Pada bulan-bulan biasa, Mbah Yem biasanya lewat
depan rumah kami sekitar jam setengah dua belas siang. Namun, karena menyesuaikan
dengan keadaan, selama bulan puasa, Mbah Yem memilih sore hari untuk berjualan.
Sekitar jam empat sore beliau sudah lewat depan rumah kami. Suaranya sangat
khas di telinga kami: “Gorengane Pak... Gorengane Bu….”
***
Beliau tidak sendirian berjualan. Bersama suaminya
(sampai sekarang saya tidak tahu namanya),
mereka berdua layaknya mimi lan mintuna,
berdua setia kemana-mana. Dari rumah mereka, yang berada di RT sebelah (masih
satu RW dengan rumahku), mereka berjalan sembari menawarkan dagangannya di
sepanjang perjalanan. Tujuan mereka sebenarnya adalah Pasar Jerakah. Di pasar
itu, sudah puluhan tahun mereka berjualan gorengan dan minuman.
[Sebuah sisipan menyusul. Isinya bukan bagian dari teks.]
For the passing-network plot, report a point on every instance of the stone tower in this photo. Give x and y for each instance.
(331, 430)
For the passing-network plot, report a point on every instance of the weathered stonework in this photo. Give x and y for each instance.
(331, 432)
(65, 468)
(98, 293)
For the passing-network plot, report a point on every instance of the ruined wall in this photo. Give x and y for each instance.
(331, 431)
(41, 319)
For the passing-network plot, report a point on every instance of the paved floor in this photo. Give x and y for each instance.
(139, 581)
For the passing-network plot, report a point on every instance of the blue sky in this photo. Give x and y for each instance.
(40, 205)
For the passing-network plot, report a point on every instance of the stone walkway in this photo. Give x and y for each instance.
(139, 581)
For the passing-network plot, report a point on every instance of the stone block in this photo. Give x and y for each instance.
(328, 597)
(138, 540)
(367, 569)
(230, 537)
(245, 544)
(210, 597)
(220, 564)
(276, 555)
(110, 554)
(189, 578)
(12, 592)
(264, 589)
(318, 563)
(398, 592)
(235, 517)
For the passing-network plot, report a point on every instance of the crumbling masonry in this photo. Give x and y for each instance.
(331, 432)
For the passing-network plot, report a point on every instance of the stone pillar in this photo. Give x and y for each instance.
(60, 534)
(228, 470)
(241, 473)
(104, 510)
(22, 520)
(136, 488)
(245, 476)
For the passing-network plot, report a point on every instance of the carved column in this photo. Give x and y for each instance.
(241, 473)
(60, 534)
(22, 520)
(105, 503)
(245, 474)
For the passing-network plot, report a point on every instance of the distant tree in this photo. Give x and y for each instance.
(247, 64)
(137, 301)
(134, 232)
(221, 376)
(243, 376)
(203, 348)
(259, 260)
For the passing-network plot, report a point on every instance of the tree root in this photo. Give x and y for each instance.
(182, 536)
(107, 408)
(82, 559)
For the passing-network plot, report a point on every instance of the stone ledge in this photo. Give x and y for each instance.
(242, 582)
Suatu hari ibuku mencoba mengajakku untuk
mengenang masa lalu. Kenangan yang berkelindan dengan Pasar Jerakah dan Mbah
Yem:
“Nang, sewaktu kau masih TK dan sering diajak ibu
ke pasar selepas menjemputmu, Mbah Yem dan suaminya biasanya berjualan di atas
tangga pasar. Di dekat pangkalan ojek. Dulu, saat kondisi fisik mereka masih
prima, mereka buka lapak sejak pagi sampai malam. Waktu itu, mereka bahkan
membawa petromak ke pasar sebagai penerang di malam harinya. Namun, dasawarsa terakhir
ini mereka hanya berjualan setengah atau seperempat hari saja. Bahkan, jumlah
barang dagangannya sudah tidak sebanyak dulu.”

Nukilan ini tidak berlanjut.